Friday, September 16, 2005

The most valuable person in the room?

In all organizations, the most valuable person may not be the employee with the shiniest title or resume. Often the most valuable person is someone who has decided to avoid the politics and organizational noise that often go with HR defined leadership positions, and instead concentrate on the tasks that really matter to an organization. Unfortunately, these people may be perceived as "not career oriented" to the untrained eye.

Would the most valuable person in the organization degrade themselves by participating in arduous employee review processes? For example, many organizations have employee review processes that have more paper involved than actual content and true feedback. My review the past two years have both been over 20+ pages and I've not read either of them in full detail. Would the most valuable person in the organization engage themselves in such superfluous activities?

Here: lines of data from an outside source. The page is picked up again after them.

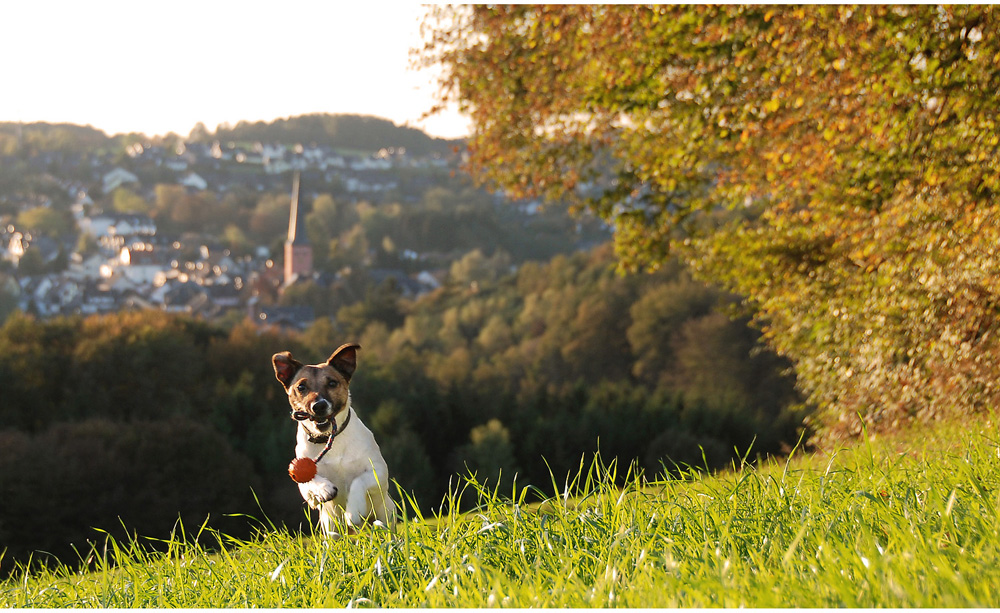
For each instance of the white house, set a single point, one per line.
(118, 177)
(193, 181)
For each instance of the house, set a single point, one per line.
(117, 178)
(193, 181)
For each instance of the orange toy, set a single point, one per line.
(302, 470)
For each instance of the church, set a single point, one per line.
(298, 251)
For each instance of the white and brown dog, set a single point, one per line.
(352, 480)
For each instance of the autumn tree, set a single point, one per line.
(837, 165)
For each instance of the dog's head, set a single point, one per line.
(317, 393)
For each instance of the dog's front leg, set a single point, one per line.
(359, 499)
(318, 491)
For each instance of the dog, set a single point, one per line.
(352, 480)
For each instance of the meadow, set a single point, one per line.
(908, 520)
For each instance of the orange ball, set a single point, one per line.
(302, 470)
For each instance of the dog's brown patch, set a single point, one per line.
(306, 385)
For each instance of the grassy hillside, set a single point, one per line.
(909, 521)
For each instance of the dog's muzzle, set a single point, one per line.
(320, 412)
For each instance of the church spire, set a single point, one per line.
(298, 252)
(296, 223)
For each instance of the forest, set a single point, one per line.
(135, 420)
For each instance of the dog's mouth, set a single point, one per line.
(321, 423)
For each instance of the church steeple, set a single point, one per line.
(298, 252)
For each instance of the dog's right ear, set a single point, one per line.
(285, 367)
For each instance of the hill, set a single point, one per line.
(352, 132)
(903, 522)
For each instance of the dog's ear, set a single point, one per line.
(345, 359)
(285, 367)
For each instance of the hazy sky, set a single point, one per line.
(162, 66)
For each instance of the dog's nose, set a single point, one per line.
(320, 407)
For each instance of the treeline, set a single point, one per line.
(148, 417)
(352, 132)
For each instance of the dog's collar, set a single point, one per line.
(326, 438)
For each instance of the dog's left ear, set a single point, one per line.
(345, 359)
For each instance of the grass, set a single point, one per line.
(900, 522)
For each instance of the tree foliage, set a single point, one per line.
(837, 165)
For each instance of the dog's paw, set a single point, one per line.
(318, 491)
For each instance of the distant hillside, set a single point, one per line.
(40, 136)
(359, 132)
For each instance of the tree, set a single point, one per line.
(837, 165)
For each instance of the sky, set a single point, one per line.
(163, 66)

Would the most valuable person in the organization concentrate on politicking with the various HR defined Stewarts of the organization instead of concentrating on the fundamental organizational objectives? For example, if the neighboring vice president says jump, you force your team to ask "how high" so you "look good" instead of asking "what is the fundamental purpose of the jump and how does it give us a sustained competitive advantage over our competitors."

My whole point is, often the most value people of a organization are not the ones speaking the loudest in the room. They are often people who have decided to not deal with organizational noise and instead work on accomplishing organizational objectives. My hope is all organizations recognize this and ensure that all valuable people are rewarded as handsomely as the suites upstairs.